- Accademic year: 2019/20
- CdS: Artificial Intelligence and Data Mining Engineering
- Students: Matilde Mazzini and Marsha Gรณmez Gรณmez
- Project Name: Games Genre Prediction
Websites like Rawg and Steam offer huges database of video games description to allow the users to browse and read about their favourite games. They offer the possibility to browse these games info pages per genre, to help users selecting the game of interest based on the genre. The genre tagging process is complex and time consuming: games are assigned to one or more genres based on the proposals sent by the users and consumers. If we can automatize this process of game tagging, not only will it be fast, save human effort but it will be more accurate than an untrained human as well.
We collected data using one of many available API on internet. We relied on text analysis of the Description/Summary of the video games data collected and trained our classifiers using text analysis techniques.
GIAR (Games information and Ratings) is an application that collects information and ratings about videogames. An admin can insert a new game in the GIAR database accessig the Insert New Game page. During this process the admin should specify many information about the game like: name, release date, description, genre and many more.

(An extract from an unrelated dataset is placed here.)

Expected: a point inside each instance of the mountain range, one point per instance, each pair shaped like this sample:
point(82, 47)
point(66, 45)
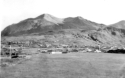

The idea of the project is to add a genre prediction feature to the existing GIAR application to make the process of inserting a new game faster.
After the admin loads a description of a game on the insert a new game page
, the application offers the possibility to predic the multiple genres to which a game belongs and proposes the result in a list that the admin can modify.
Because of the fact that a game can be (and often so) associated with more than one genres, this is not a multi-class classification problem, where there’s only one label per observation, but it is a multi-label classification problem, where multiple labels may be assigned to each instance.
- Many class values c={c1,c2,...ck}
- An object may belong to only one class. Oj -> Cj
A standard k-fold cross validation may be used to evaluate this classifier, because one object may belong to only one class and the confusion matrix it is easy to construct.
- Many class values c={c1,c2,...ck}
- An object may belong to multiple class. Oj -> (Cj,Cp,Cq)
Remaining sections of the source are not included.